Cari açık konusunu sık sık gündeme getirenler bir de dış borç kullanımından şikâyetçi olurlar. Bu bu ülkenin Osmanlı döneminden beri mevcut olan bir kompleksidir. Osmanlı döneminde ülke sanayi devrimini ıskalamış, bu nedenle hızla güç ve toprak kaybetmiştir. Borçlanma artışı bu dönemde olmuştur. Borç bir neden değil, bir sonuçtur.
Osmanlı dönemine bakarak "Aman borç almayalım batarız!" diyenler tarih konusunda bilgi sahibi de değiller. 
Örneğin Amerika ikiyüz yıl önce kurulurken Avrupa'nın özellikle de o günlerin hakim ülkesi (hegemon)  İngiltere'den aktarılan ödünç fonlarla ekonomik sorunlarını çözmüştür.
Bugün "hegemon" olmaya çalışan Çin ise, Japonya ve ABD'nin tasarruf ve teknoloji transferi ile ayakta durmaktadır. Kaldı ki ürettiklerini satabileceği ülkeler de ona bu fonları transfer eden Japonya ve ABD'dir.

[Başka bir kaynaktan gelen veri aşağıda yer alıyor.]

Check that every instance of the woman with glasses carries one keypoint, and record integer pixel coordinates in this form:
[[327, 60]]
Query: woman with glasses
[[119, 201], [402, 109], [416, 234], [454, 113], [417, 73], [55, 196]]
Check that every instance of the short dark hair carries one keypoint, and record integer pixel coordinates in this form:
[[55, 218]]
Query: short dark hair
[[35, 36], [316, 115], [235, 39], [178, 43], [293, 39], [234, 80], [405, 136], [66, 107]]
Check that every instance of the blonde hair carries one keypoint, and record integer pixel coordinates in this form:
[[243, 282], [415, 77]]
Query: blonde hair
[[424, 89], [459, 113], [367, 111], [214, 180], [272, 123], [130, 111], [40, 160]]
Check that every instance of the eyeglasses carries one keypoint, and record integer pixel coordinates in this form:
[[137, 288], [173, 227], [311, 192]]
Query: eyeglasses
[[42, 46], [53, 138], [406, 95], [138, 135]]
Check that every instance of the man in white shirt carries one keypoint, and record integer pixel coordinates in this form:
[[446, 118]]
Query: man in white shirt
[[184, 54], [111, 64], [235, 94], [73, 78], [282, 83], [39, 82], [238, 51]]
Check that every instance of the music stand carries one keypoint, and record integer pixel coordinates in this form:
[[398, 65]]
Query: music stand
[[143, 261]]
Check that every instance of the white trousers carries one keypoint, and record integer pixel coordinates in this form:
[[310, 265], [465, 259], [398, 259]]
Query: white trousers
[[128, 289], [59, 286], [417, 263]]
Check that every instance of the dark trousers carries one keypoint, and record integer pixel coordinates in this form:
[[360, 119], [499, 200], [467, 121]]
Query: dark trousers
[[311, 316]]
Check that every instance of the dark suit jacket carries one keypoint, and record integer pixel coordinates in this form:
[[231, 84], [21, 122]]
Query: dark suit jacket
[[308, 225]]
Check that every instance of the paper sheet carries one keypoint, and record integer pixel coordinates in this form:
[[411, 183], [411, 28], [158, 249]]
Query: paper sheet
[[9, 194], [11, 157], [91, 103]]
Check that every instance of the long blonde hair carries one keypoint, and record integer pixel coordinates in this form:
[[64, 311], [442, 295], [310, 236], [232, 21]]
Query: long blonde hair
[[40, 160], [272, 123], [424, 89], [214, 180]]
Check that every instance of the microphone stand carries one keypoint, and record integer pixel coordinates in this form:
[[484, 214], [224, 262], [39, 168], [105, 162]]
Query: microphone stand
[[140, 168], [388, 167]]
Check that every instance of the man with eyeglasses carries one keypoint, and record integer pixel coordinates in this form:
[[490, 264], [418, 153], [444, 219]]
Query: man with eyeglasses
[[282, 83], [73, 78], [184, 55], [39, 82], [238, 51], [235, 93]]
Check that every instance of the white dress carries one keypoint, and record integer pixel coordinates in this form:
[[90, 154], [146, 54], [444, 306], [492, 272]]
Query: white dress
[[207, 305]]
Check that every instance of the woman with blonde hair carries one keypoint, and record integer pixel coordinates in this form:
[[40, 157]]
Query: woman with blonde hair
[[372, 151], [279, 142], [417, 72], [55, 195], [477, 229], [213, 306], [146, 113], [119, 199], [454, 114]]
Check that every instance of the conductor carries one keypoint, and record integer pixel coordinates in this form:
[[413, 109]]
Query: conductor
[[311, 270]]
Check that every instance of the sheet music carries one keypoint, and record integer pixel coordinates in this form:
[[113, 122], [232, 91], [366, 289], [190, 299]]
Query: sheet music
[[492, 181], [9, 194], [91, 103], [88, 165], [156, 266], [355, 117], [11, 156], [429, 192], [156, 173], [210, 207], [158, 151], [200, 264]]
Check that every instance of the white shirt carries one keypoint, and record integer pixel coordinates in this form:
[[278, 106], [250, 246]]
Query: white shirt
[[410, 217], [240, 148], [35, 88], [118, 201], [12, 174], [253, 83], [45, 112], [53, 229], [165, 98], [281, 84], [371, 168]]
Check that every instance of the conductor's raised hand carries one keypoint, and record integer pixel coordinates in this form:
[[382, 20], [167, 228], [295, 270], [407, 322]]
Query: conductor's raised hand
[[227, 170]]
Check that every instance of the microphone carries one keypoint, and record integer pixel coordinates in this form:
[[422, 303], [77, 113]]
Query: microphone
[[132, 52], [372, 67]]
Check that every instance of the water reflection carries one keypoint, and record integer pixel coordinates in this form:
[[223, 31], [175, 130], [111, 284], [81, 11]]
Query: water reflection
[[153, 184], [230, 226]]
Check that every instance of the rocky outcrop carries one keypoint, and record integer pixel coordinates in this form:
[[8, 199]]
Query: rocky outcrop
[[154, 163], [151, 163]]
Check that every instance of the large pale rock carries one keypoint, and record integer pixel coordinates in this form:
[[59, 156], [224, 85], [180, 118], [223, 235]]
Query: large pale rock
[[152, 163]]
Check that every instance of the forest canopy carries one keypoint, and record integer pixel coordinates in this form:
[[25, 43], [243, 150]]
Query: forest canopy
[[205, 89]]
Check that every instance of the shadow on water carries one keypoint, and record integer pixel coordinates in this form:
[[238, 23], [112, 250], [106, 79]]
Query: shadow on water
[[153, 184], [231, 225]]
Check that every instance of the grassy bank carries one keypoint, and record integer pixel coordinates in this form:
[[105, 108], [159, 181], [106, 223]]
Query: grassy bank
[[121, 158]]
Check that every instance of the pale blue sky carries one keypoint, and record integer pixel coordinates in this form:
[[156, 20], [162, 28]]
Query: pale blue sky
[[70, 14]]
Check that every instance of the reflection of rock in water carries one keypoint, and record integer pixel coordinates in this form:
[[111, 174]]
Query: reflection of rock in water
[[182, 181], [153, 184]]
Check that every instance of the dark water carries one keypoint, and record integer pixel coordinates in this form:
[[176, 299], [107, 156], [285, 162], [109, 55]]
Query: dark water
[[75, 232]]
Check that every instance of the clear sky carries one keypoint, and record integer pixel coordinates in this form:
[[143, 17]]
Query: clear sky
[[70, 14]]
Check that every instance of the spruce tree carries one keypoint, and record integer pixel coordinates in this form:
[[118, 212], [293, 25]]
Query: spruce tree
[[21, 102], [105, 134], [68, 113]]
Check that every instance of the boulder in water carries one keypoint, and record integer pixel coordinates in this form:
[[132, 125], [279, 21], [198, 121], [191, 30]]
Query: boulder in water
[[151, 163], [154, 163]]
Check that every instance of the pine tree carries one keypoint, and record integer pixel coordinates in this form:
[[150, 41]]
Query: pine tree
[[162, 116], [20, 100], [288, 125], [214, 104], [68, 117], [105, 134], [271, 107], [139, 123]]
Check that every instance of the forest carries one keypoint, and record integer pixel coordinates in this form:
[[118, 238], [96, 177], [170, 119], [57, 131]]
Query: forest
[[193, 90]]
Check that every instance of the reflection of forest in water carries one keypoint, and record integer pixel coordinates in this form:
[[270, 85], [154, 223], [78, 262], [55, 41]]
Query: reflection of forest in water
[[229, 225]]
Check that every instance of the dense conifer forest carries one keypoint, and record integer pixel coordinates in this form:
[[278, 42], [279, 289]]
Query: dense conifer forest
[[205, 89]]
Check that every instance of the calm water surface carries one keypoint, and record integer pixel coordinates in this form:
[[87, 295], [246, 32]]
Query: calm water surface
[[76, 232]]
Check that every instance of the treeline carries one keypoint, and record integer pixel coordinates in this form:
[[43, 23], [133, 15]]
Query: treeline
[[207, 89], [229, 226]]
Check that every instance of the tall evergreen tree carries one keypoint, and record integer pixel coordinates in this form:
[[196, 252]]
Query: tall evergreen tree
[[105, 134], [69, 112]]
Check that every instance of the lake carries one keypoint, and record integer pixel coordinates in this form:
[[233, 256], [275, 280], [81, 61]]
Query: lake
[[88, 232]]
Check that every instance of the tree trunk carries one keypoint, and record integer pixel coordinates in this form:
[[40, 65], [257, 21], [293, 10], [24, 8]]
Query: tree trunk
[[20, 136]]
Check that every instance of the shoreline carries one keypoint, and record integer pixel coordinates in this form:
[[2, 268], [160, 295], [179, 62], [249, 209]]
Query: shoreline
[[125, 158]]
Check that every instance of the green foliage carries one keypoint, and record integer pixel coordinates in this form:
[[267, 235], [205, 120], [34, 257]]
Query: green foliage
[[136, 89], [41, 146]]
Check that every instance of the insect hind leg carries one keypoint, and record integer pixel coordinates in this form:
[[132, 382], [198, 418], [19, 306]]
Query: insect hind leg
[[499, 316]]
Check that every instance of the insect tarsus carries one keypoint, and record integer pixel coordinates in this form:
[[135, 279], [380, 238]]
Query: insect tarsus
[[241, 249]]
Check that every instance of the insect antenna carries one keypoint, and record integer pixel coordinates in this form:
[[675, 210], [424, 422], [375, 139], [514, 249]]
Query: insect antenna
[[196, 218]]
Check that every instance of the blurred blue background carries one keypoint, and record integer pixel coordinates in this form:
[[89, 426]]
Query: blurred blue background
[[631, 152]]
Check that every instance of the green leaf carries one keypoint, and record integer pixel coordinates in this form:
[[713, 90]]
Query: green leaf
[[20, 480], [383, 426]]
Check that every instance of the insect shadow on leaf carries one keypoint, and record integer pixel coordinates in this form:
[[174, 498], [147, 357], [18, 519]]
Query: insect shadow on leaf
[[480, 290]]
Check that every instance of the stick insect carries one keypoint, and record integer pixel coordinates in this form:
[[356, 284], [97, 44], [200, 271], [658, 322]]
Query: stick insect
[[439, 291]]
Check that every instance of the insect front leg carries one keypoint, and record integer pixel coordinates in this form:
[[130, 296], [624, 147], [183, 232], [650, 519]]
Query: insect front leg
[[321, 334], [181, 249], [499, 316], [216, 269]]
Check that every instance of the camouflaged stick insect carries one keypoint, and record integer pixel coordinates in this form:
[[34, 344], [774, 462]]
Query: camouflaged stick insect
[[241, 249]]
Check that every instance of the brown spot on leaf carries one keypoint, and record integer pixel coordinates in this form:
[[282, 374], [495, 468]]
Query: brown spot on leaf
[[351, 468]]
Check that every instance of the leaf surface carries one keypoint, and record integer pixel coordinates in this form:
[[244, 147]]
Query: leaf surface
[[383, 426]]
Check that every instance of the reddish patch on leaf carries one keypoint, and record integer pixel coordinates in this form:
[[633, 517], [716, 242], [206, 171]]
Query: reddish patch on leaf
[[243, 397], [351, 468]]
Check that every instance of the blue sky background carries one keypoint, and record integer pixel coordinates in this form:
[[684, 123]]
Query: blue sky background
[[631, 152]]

Çin bu nedenle  fazla da horozlanamaz! 
Önemli olan şey borç olarak aldığın fonları çarçur etmemektir. Yapılması gereken geleceğin üretim kapasitesini yaratmaktır. Borç bu hedef için alınıyorsa zararlı değil faydalıdır. Bu ülkeler için geçerli olduğu gibi şirketler için de geçerlidir.      
Halka saçma sapan şeyler anlatmayalım.
"Yerli malı haftası" da teknolojinin patladığı bu yüzyılda gündeme gelemez. Hele bizim gibi teknolojik pek gelişmeye katkı yapmayan, teknolojiyi ithalde ve kopyalamada da yavaş ilerleyen, verimliliğe de saygı duymayan, rekabeti de sevmeyen  toplumlarda, "yerli malı haftası" demek teknoloji kullanımında geri kalmak ve rekabet gücü kaybetmek demektir.
Türkiye bugün önemli bir dönemeçtedir. Ya dünyada önemli bir ülke olmaya karar verecektir ya da Roma İmparatorluğu gibi, İngiliz İmparatorluğu  gibi yavaş yavaş sahneden çekilecektir. Önümüzdeki alternatifler bunlardır. İçimize kapanırsak da bu "sahneden çekilmeyi tercih etmek" anlamına gelir!